Ce vendredi 24 octobre, l’agence de notation Moody’s doit actualiser sa note sur la dette française, un rendez-vous particulièrement scruté après les récentes dégradations infligées par Fitch et S&P Global Ratings.
Pour l’instant, la France conserve la note Aa3 assortie d’une perspective stable, un niveau légèrement supérieur à celui accordé par les autres grandes agences. Mais cet avantage pourrait bientôt s’effacer si Moody’s décidait, elle aussi, d’abaisser sa notation. L’agence s’était déjà montrée préoccupée au printemps, avertissant qu’un retour en arrière sur certaines réformes clés, comme celle des retraites, pourrait être interprété comme un signal de relâchement budgétaire.
Or, depuis la suspension temporaire de cette réforme dans le cadre des discussions parlementaires sur le budget 2026, les observateurs redoutent que la France n’offre plus les gages de stabilité nécessaires à la confiance des marchés.
Une dette record et un déficit préoccupant
Sur le plan budgétaire, la situation française demeure tendue. La dette publique frôle désormais les 3 500 milliards d’euros, soit près de 118 % du PIB, un ratio parmi les plus élevés d’Europe. Le déficit reste quant à lui hors des clous européens, attendu à 5,4 % du PIB en 2025, selon la trajectoire budgétaire présentée par Bercy.
Pierre Moscovici, premier président de la Cour des comptes, a récemment tiré la sonnette d’alarme, évoquant un risque de « problème de soutenabilité » de la dette française. Selon lui, la France se retrouve à emprunter à des taux désormais plus élevés que ceux de l’Espagne, de l’Irlande ou même de la Grèce, des pays pourtant autrefois fragiles.
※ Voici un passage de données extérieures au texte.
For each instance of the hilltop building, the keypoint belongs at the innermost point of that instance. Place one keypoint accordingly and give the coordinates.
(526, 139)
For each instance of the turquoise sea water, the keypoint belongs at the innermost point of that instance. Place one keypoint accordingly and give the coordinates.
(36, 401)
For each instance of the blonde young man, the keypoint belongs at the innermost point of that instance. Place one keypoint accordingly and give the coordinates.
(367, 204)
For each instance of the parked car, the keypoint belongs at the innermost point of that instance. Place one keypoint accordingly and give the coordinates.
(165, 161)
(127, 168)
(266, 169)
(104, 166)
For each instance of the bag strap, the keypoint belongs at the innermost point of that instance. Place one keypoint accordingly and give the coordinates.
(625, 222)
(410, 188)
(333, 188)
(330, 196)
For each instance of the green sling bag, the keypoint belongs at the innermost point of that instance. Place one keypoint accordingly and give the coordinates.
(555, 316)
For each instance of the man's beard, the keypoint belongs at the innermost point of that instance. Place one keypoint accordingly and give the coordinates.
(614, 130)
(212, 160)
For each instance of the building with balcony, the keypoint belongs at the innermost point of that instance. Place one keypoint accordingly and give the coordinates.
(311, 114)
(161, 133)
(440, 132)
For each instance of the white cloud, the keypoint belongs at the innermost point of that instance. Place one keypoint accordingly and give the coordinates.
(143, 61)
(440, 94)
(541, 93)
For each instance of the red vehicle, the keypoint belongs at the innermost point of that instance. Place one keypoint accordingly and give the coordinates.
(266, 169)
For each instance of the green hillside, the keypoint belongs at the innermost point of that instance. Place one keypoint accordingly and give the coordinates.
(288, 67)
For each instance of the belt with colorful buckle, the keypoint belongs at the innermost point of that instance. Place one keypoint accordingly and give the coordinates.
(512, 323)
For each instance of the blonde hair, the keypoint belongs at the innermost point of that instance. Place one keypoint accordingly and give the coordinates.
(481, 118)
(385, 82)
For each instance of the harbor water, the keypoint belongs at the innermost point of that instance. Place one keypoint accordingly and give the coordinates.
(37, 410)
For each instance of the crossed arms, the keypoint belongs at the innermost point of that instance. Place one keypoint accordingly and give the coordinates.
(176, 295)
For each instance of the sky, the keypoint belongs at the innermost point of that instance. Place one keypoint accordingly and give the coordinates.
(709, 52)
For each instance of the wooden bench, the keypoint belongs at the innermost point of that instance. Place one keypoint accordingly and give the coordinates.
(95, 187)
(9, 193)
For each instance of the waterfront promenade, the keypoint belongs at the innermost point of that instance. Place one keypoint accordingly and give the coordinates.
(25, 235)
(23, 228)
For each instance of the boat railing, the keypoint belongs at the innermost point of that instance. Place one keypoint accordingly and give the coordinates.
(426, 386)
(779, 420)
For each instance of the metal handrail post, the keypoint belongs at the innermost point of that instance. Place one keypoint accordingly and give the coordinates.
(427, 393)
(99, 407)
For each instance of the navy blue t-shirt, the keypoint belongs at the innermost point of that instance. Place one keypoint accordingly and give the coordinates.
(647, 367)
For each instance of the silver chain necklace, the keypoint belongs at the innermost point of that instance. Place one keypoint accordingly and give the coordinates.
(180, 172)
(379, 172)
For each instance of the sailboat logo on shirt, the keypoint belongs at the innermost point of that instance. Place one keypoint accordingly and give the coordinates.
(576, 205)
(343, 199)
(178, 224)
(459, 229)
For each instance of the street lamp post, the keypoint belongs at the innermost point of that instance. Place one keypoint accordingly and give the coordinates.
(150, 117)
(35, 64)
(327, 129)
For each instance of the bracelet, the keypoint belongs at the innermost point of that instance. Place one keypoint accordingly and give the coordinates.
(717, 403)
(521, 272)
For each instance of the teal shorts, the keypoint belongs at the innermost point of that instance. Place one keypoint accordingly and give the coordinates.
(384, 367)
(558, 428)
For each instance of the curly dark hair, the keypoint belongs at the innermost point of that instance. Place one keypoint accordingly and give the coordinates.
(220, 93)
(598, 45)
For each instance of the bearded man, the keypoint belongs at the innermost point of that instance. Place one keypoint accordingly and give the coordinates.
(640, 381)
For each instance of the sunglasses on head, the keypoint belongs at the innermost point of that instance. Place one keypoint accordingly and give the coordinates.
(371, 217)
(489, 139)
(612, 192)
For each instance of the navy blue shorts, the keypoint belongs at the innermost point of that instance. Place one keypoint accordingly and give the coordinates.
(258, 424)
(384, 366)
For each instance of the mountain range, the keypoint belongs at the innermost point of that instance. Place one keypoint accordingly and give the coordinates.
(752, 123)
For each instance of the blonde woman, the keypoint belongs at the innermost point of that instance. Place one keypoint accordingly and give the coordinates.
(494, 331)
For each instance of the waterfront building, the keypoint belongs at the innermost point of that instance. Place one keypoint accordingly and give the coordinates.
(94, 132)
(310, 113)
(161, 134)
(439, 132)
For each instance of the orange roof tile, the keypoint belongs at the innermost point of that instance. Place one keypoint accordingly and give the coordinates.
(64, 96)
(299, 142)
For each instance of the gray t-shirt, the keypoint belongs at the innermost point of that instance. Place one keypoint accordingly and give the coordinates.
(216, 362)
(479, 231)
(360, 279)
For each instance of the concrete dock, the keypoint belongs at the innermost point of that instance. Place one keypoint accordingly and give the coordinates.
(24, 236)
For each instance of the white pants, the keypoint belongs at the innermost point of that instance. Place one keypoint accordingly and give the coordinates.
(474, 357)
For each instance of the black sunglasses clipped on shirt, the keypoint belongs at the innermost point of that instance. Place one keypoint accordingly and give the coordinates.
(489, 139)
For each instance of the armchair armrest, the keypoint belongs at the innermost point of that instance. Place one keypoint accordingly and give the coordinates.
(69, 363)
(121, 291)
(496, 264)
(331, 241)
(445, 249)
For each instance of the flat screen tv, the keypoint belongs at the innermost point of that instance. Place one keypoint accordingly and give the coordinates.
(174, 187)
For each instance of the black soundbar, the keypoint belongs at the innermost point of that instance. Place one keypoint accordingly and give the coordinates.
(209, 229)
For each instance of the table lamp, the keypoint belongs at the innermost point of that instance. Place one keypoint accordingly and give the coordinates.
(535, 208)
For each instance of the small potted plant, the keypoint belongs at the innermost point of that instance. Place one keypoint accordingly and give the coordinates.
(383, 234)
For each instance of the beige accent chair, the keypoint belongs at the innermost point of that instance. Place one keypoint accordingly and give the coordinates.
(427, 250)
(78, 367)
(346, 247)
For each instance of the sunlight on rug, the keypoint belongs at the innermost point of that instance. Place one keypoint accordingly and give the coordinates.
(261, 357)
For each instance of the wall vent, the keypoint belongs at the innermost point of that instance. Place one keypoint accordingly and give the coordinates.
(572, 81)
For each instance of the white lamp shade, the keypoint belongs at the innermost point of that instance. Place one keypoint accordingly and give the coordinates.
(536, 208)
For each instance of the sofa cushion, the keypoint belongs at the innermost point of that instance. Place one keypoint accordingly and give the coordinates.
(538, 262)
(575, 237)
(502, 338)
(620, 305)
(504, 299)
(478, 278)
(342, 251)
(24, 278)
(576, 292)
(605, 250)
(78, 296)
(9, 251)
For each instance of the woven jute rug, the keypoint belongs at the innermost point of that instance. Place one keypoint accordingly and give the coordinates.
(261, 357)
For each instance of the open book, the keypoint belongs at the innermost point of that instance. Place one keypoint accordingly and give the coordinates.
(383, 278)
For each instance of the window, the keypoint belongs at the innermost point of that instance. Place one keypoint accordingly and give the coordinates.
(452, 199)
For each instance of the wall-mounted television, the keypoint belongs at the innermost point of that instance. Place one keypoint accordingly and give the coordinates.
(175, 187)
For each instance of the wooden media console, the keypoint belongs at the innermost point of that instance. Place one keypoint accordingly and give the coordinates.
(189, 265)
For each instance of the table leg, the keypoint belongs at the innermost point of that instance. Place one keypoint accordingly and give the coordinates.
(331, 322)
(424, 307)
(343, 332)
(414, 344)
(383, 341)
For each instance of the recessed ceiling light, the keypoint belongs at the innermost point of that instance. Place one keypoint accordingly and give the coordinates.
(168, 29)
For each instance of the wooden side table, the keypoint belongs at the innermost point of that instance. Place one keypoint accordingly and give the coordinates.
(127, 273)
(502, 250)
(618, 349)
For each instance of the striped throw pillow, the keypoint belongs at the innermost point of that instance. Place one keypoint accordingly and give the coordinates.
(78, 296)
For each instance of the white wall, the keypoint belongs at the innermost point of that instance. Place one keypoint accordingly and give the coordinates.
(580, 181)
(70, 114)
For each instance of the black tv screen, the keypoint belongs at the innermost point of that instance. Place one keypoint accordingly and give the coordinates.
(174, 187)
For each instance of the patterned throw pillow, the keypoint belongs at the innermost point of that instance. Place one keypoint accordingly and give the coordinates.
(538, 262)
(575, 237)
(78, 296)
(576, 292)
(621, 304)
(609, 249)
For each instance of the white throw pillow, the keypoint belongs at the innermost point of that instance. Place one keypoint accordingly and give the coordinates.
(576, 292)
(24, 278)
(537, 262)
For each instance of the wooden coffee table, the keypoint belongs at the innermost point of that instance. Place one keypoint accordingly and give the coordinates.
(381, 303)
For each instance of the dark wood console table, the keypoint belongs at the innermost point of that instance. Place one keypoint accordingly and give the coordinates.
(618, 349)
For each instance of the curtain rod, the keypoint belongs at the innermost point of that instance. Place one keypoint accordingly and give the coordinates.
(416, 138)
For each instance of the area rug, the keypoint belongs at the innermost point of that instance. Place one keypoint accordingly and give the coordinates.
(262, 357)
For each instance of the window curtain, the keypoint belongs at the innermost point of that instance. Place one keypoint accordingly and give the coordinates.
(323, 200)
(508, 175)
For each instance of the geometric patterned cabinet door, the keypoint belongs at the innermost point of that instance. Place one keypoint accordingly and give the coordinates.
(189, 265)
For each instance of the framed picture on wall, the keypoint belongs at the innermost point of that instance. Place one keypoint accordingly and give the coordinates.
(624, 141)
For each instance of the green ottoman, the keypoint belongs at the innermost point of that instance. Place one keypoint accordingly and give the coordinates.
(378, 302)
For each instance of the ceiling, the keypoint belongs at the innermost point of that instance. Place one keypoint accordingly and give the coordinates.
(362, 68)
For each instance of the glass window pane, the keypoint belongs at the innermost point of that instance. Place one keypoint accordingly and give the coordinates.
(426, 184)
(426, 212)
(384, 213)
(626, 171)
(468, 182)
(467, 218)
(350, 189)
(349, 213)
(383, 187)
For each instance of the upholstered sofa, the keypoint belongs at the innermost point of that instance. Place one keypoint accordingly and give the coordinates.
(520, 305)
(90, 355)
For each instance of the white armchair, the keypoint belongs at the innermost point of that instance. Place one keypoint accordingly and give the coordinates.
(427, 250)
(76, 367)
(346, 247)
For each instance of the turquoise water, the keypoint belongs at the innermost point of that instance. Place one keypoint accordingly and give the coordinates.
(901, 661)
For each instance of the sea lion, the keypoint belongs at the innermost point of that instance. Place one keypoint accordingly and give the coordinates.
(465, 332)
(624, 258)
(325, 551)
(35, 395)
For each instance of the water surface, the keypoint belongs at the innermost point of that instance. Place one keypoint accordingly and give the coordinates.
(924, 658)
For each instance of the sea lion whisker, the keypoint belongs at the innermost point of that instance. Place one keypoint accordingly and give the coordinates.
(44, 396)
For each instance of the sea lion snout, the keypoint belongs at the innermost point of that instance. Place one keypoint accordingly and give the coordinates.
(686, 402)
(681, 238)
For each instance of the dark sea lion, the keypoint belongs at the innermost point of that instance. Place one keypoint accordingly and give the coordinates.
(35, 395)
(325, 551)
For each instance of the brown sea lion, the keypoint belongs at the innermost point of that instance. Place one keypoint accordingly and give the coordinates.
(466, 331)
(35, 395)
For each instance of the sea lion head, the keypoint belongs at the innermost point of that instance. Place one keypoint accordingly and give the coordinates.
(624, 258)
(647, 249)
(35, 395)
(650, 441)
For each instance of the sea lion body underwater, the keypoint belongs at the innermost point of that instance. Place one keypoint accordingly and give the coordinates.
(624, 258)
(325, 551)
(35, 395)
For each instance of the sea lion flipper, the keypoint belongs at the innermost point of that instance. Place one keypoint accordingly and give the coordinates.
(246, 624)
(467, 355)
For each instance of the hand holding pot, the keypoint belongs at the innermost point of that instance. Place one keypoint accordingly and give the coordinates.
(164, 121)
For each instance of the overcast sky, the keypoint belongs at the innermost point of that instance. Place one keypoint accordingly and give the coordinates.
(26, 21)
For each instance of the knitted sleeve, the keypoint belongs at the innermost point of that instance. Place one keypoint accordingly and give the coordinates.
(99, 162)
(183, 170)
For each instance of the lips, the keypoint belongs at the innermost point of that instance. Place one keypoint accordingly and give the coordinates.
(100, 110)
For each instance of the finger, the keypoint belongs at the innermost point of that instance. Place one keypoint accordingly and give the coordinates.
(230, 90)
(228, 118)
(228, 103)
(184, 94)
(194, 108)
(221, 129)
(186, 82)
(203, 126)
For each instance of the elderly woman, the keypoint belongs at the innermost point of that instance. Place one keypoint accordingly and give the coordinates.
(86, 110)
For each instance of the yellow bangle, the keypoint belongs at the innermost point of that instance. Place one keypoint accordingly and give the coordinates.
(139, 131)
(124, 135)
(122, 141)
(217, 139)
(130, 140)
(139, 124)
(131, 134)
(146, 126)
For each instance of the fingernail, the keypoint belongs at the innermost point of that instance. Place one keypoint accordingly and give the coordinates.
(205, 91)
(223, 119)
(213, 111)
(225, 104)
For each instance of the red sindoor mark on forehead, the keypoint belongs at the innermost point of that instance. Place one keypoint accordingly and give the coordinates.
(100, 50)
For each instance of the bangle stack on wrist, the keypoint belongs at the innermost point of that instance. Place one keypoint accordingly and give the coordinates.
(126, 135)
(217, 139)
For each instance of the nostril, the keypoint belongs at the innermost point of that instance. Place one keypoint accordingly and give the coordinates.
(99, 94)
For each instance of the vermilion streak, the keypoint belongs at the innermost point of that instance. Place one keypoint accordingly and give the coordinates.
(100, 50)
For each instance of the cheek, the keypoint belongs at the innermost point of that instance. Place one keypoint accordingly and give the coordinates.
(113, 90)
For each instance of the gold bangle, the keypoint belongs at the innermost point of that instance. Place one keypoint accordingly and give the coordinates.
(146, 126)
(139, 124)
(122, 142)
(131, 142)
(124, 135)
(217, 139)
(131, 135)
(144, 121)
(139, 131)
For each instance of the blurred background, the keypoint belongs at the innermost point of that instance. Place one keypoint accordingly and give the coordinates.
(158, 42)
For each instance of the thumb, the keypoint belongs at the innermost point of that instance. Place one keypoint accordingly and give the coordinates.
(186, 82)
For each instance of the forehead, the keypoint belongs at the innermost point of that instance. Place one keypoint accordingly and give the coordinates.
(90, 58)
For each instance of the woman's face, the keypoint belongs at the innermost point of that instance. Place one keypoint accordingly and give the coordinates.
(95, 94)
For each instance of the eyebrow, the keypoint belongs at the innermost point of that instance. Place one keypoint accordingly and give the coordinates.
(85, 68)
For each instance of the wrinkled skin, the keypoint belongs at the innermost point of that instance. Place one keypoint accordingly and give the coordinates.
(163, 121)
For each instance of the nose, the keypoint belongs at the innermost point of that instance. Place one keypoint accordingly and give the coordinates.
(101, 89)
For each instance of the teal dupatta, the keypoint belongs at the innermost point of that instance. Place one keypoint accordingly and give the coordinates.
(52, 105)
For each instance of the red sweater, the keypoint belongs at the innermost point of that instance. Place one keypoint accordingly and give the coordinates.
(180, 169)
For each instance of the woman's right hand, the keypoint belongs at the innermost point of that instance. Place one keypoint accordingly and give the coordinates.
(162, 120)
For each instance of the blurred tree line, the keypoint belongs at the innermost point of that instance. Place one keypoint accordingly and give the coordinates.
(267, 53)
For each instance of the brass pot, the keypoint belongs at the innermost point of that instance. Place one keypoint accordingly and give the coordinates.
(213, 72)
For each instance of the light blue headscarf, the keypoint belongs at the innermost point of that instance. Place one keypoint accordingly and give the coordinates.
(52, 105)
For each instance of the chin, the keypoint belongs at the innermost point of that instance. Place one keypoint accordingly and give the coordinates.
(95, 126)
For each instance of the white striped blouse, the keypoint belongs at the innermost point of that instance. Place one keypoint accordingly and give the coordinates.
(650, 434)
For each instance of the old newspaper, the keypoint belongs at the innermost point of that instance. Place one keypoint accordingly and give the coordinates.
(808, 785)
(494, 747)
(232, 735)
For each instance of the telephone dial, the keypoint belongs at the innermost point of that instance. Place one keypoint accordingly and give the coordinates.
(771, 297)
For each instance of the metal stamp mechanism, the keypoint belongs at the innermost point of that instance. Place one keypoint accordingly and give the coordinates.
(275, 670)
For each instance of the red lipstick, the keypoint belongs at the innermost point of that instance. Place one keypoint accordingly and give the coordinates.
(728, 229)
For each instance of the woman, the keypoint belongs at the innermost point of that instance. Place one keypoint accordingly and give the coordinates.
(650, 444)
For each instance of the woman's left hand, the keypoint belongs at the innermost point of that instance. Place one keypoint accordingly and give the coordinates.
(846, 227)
La Commission des finances de l’Assemblée nationale a, par ailleurs, rejeté une partie des recettes du projet de loi de finances, tout en allégeant la fiscalité d’environ 7 milliards d’euros. Une décision qui oblige le gouvernement à compenser par des coupes dans les dépenses s’il veut maintenir le cap d’un déficit réduit à 4,7 % en 2026.
Une croissance en panne et des marchés méfiants
L’économie française montre peu de signes de redressement. La croissance ne devrait pas dépasser 0,7 % cette année, selon les dernières estimations officielles, tandis que la consommation des ménages reste bridée par un taux d’épargne élevé et par la perte de confiance liée aux incertitudes politiques. L’investissement privé, aussi bien des entreprises que des particuliers, s’est contracté en 2024, accentuant la faiblesse du rebond attendu.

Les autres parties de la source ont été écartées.